ASPEN-06 is a randomized Phase 2 (open-label) / Phase 3 (double-blinded), multi-center international study of patients with second or third line metastatic HER2-overexpressing gastric/GEJ adenocarcinoma that has progressed on or after prior HER2-directed therapy and fluoropyrimidine- or platinum-containing chemotherapy. While trastuzumab is currently approved in combination with cisplatin or capecitabine for HER2-positive gastric/GEJ cancers, it is not yet approved with the standard-of-care of CYRAMZA + paclitaxel. The Phase 2 portion of the ASPEN-06 study is designed to enroll 122 patients who have progressed on, or after prior HER2-directed therapy and fluoropyrimidine and/or platinum-containing regimens. To determine the activity of evorpacept + trastuzumab + CYRAMZA + paclitaxel, in the Phase 2 portion of ASPEN-06, patients are randomized to receive either a four-drug combination regimen (evorpacept + trastuzumab + CYRAMZA + paclitaxel) or a three-drug combination regimen (trastuzumab + CYRAMZA + paclitaxel). This design enables the assessment of evorpacept’s contribution to the standard of care plus trastuzumab and to global standard of care, CYRAMZA + paclitaxel. Should the Phase 2 portion of the trial demonstrate proof of concept, the trial will progress to the Phase 3 portion where the evorpacept containing four-drug regimen will be tested against the two-drug global standard of care of CYRAMZA + paclitaxel.

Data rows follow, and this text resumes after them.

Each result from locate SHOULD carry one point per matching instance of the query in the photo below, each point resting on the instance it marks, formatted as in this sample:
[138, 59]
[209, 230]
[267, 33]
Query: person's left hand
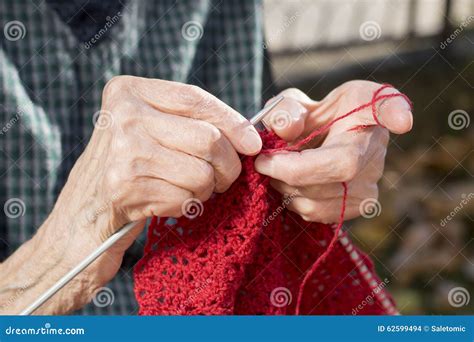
[352, 151]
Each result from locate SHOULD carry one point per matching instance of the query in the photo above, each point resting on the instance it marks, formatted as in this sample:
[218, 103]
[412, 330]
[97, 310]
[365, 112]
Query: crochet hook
[115, 237]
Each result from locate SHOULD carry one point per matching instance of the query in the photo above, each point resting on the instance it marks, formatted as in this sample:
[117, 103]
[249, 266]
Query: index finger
[194, 102]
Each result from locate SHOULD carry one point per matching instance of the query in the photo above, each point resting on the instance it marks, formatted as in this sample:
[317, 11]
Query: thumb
[287, 119]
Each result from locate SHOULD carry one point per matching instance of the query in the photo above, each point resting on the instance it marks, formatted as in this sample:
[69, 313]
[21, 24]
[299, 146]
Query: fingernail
[251, 141]
[263, 164]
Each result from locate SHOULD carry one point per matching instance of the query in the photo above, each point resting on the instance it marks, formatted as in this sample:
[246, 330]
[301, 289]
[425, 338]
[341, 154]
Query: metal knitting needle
[114, 238]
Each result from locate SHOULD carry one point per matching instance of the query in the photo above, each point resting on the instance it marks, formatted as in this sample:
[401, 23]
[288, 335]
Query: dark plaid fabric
[51, 85]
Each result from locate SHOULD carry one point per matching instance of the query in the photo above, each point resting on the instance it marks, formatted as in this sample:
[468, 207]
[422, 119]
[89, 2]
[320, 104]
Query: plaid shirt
[51, 86]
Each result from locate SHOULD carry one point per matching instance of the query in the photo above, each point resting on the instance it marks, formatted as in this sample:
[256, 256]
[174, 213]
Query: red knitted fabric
[244, 253]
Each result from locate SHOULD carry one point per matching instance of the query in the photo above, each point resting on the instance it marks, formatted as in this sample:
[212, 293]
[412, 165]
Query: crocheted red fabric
[244, 253]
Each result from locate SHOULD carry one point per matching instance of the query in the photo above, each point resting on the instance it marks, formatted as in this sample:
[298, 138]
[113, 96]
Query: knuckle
[205, 175]
[194, 96]
[294, 175]
[115, 85]
[351, 167]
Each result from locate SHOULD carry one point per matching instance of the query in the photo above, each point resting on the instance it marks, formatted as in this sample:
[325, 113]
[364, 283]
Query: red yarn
[244, 253]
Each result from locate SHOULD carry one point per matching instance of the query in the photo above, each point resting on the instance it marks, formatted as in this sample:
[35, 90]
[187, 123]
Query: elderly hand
[157, 146]
[312, 178]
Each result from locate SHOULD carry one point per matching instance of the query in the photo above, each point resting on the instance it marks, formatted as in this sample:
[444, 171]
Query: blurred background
[421, 236]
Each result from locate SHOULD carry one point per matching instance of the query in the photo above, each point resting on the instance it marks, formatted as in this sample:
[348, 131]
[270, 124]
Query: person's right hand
[156, 145]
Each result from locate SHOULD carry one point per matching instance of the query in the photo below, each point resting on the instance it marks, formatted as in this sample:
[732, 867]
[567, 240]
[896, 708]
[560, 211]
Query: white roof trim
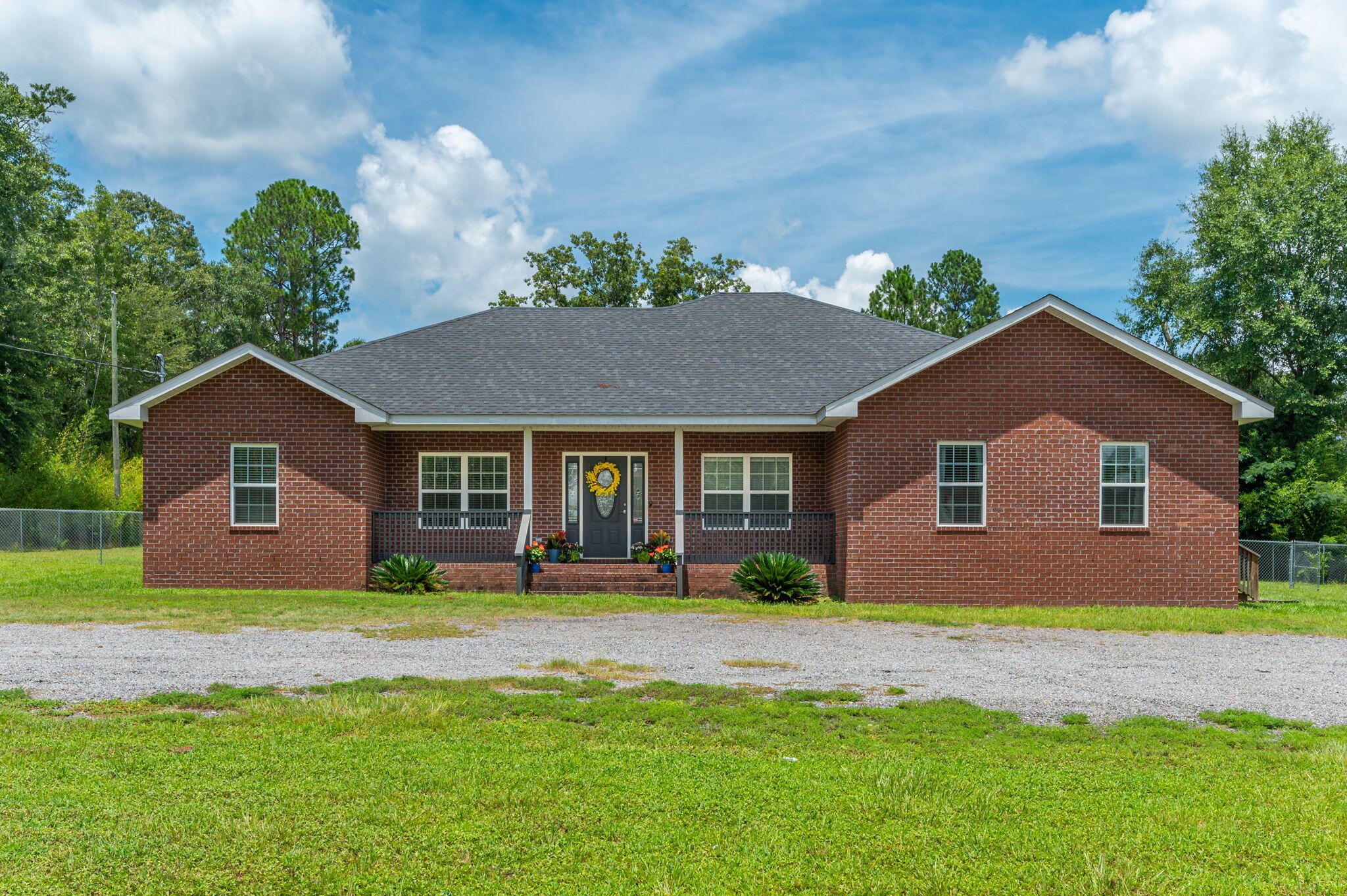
[629, 421]
[136, 411]
[1245, 408]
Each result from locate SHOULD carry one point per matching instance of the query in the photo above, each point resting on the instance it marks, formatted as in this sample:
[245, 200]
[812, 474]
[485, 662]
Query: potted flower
[555, 542]
[666, 557]
[535, 552]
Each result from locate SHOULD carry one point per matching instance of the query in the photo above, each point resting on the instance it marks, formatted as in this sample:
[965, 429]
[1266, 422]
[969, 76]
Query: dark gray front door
[605, 518]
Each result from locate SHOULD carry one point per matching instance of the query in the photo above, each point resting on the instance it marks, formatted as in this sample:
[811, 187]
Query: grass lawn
[570, 786]
[72, 587]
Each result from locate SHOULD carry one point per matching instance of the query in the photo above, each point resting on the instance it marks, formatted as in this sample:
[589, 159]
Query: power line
[89, 361]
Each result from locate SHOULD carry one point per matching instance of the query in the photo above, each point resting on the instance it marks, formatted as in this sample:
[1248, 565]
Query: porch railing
[449, 536]
[714, 537]
[1248, 573]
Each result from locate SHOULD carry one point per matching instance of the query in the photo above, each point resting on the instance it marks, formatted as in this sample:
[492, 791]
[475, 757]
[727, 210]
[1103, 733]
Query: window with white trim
[962, 483]
[1124, 483]
[747, 483]
[456, 483]
[254, 474]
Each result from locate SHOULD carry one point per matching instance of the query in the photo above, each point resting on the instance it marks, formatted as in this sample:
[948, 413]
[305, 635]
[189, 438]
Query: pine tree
[954, 298]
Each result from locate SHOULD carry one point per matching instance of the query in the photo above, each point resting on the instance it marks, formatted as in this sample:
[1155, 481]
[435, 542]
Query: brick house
[1048, 458]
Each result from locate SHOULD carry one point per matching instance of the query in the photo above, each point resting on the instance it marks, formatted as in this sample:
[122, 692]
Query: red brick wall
[329, 479]
[1043, 396]
[491, 577]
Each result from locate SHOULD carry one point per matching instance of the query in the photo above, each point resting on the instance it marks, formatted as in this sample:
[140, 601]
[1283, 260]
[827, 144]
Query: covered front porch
[473, 500]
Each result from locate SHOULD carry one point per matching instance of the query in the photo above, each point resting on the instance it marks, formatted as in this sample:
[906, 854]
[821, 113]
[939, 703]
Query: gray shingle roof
[760, 353]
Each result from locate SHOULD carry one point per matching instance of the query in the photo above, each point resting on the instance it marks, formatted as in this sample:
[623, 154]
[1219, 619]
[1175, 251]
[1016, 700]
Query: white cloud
[1179, 70]
[852, 290]
[443, 225]
[1067, 66]
[207, 80]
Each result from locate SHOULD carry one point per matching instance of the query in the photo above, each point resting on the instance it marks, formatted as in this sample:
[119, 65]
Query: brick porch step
[602, 579]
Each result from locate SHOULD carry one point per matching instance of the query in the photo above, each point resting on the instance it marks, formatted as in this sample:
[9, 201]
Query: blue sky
[820, 141]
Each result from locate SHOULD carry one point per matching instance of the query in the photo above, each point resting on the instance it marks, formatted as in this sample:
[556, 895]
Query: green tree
[965, 298]
[900, 296]
[222, 307]
[586, 271]
[954, 298]
[679, 276]
[37, 199]
[298, 237]
[1258, 298]
[128, 244]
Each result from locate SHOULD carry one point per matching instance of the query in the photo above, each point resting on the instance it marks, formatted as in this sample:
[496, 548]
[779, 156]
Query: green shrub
[407, 575]
[777, 579]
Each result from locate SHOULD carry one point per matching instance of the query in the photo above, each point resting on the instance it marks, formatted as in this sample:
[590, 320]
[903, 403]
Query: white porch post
[678, 492]
[528, 470]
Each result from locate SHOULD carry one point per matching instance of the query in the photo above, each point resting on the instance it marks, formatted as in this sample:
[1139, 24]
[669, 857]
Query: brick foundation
[491, 577]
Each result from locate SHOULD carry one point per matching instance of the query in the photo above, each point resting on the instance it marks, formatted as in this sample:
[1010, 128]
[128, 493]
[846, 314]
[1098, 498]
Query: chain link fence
[1299, 563]
[103, 536]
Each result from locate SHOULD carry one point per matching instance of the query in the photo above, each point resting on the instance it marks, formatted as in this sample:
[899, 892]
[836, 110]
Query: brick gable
[1043, 396]
[330, 475]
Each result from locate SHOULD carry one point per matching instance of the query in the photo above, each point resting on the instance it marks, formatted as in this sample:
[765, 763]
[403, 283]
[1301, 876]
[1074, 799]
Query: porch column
[678, 492]
[528, 470]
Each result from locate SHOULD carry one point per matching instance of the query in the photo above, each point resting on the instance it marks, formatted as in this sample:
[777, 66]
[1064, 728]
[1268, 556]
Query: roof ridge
[830, 304]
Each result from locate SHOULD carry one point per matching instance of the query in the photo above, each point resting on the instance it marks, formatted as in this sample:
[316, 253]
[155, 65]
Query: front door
[605, 514]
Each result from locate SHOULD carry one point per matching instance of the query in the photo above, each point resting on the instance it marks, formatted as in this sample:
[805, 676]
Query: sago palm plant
[777, 579]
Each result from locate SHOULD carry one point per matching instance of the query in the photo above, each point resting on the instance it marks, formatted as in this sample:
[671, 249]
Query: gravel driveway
[1039, 673]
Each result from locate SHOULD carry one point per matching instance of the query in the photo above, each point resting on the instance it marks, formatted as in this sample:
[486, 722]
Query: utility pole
[116, 436]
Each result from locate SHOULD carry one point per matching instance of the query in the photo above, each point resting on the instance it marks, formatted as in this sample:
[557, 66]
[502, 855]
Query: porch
[485, 551]
[473, 500]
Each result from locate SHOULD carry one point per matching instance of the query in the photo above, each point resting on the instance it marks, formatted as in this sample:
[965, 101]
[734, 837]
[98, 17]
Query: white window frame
[1144, 486]
[747, 493]
[981, 484]
[464, 490]
[274, 486]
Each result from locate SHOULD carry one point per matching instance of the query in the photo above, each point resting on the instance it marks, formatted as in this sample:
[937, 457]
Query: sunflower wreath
[592, 479]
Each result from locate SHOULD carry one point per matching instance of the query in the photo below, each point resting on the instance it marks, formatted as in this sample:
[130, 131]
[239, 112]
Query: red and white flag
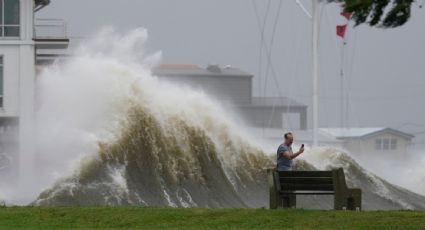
[340, 29]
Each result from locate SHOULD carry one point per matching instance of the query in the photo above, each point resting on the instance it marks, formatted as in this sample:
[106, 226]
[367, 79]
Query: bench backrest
[306, 181]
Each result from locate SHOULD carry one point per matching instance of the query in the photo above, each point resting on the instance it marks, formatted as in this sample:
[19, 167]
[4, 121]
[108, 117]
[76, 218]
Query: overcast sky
[385, 67]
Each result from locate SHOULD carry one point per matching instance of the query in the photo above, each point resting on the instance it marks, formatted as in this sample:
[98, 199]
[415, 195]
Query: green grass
[169, 218]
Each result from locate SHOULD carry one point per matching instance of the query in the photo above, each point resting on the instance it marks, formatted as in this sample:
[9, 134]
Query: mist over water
[110, 133]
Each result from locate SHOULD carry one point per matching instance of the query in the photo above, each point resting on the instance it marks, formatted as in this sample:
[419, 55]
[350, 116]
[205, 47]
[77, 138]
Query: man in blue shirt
[285, 154]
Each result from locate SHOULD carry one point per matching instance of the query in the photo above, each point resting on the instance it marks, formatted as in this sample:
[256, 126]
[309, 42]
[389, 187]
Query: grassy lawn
[169, 218]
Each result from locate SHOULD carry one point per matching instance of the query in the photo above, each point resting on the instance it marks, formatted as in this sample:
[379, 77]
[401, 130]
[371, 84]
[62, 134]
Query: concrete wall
[229, 89]
[269, 117]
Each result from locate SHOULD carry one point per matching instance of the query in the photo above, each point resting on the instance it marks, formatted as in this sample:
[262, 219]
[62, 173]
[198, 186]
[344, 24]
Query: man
[285, 154]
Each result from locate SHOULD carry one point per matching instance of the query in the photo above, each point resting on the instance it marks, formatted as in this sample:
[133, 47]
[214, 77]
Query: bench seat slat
[305, 174]
[306, 180]
[307, 193]
[308, 187]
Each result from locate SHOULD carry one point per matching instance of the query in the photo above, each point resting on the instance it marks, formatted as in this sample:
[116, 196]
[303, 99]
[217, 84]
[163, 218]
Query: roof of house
[343, 133]
[274, 102]
[195, 70]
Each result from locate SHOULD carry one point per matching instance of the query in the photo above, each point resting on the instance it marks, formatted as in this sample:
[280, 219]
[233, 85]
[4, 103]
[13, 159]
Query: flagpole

About Gastric Cancer and Gastroesophageal Junction Cancer

Gastric cancer ("GC") begins in the cells lining the inner wall of the stomach and spreads through the outer layers and eventually the body as it grows. GC is the fifth most common cancer worldwide and the third leading cause of cancer mortality as reported by GLOBOCAN. The American Cancer Society estimates there will be 26,500 newly diagnosed cases of GC at all stages in the U.S. in 2023, and approximately 17 percent of all GC patients have HER2-positive disease. The five-year survival rate is only 5.5 percent for those patients diagnosed with metastatic disease. GC is more common in East Asian countries, with incidence rates 4 to 10 times higher than in the U.S.